I've been reading The Little Learner, which builds machine learning knowledge on top of Scheme / Racket. After that book, you could watch this series, which will immediately begin explaining how the automatic differentiation works.

porknubbins · on April 6, 2023

I’m almost done with both of the Andrew Ng coursera specializations they are the not at all disconnected or unclear. I don’t think I’ve ever learned so much so quickly in fact.

zakki · on April 5, 2023

Anybody tried the lessons in an Apple MBA/MBP M1/M2? Is it easily applicable?

lacker · on April 6, 2023

It should be completely fine, you don't really need a GPU to do this course. Maybe the exercises right at the end you won't get good performance, but the exact performance isn't all that important.

zakki · on April 6, 2023

Thanks.

sanketskasar · on April 6, 2023

Can other members suggest courses/resources, that help prepare with basic Maths/Stats/ML/Programming skills required for this one?
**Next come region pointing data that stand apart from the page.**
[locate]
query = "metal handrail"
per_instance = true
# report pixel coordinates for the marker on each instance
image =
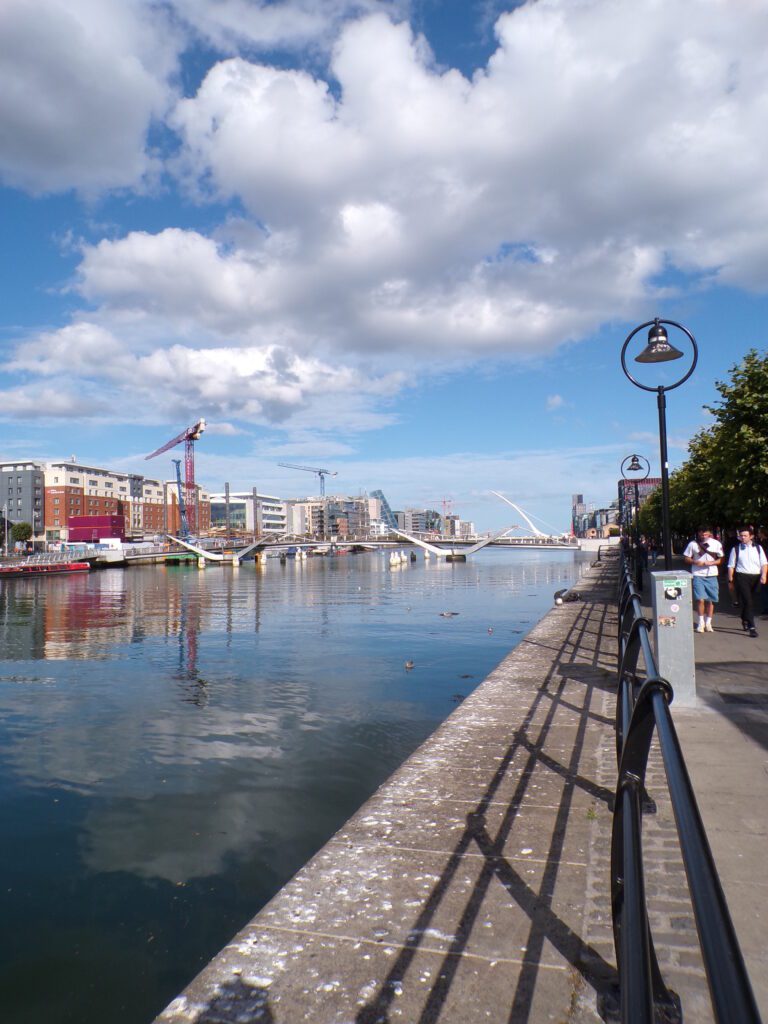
(642, 708)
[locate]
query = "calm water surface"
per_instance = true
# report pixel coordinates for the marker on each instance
(174, 744)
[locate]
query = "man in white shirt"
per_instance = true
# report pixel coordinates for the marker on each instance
(704, 555)
(748, 567)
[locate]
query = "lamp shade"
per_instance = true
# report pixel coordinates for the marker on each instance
(658, 348)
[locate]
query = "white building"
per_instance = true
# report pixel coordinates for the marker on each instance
(264, 515)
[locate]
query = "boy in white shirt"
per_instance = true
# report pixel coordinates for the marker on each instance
(748, 567)
(704, 555)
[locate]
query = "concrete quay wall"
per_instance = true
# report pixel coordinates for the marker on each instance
(464, 889)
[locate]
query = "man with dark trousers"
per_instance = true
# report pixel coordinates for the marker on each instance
(748, 567)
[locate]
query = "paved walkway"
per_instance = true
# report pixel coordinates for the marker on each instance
(473, 886)
(725, 741)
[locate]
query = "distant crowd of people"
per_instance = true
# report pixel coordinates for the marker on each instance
(744, 555)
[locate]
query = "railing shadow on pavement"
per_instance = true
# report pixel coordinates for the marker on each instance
(545, 925)
(642, 709)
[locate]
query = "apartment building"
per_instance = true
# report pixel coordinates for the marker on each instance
(250, 512)
(22, 494)
(148, 506)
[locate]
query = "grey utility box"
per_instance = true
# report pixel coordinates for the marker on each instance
(673, 632)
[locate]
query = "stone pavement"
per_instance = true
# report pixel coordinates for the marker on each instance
(725, 742)
(473, 886)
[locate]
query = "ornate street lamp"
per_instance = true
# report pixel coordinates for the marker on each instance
(658, 349)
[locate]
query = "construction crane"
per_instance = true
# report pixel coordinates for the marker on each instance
(188, 436)
(322, 473)
(183, 521)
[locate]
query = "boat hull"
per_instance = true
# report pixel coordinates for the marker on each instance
(22, 571)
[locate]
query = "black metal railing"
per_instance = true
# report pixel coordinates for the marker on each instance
(642, 708)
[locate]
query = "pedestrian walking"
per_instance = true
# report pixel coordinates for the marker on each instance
(704, 555)
(748, 568)
(652, 551)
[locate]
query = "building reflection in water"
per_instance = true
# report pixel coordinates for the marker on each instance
(165, 727)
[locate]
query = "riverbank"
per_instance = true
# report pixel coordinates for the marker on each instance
(474, 885)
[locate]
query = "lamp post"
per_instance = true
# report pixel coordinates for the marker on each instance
(639, 466)
(658, 349)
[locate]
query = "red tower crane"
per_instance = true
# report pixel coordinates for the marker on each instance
(188, 436)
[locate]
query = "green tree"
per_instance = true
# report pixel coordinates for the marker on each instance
(724, 480)
(735, 448)
(20, 531)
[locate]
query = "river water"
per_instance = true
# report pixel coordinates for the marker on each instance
(174, 744)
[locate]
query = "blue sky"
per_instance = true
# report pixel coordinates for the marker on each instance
(403, 241)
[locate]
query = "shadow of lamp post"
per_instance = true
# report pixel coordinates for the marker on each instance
(658, 349)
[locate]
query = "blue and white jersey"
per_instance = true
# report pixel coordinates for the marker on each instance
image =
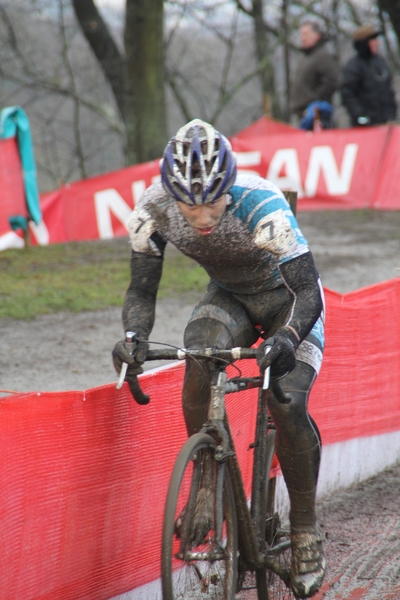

whiplash451 · on April 5, 2023

Andrej’s course is brilliant and so nice to follow.

His explanation of attention is the most accessible I have ever seen.

fulafel · on April 9, 2023

Are there GPU hardware requirements for the exercises?

Alifatisk · on April 6, 2023

I wonder, how do people visualize their neural network?

adamnemecek · on April 6, 2023

[flagged]

zwaps · on April 6, 2023

You should check out this

https://cats.for.ai/program/

qumpis · on April 6, 2023

How is it relevant here?

adamnemecek · on April 6, 2023

It provides a unifying framework for how NNs work.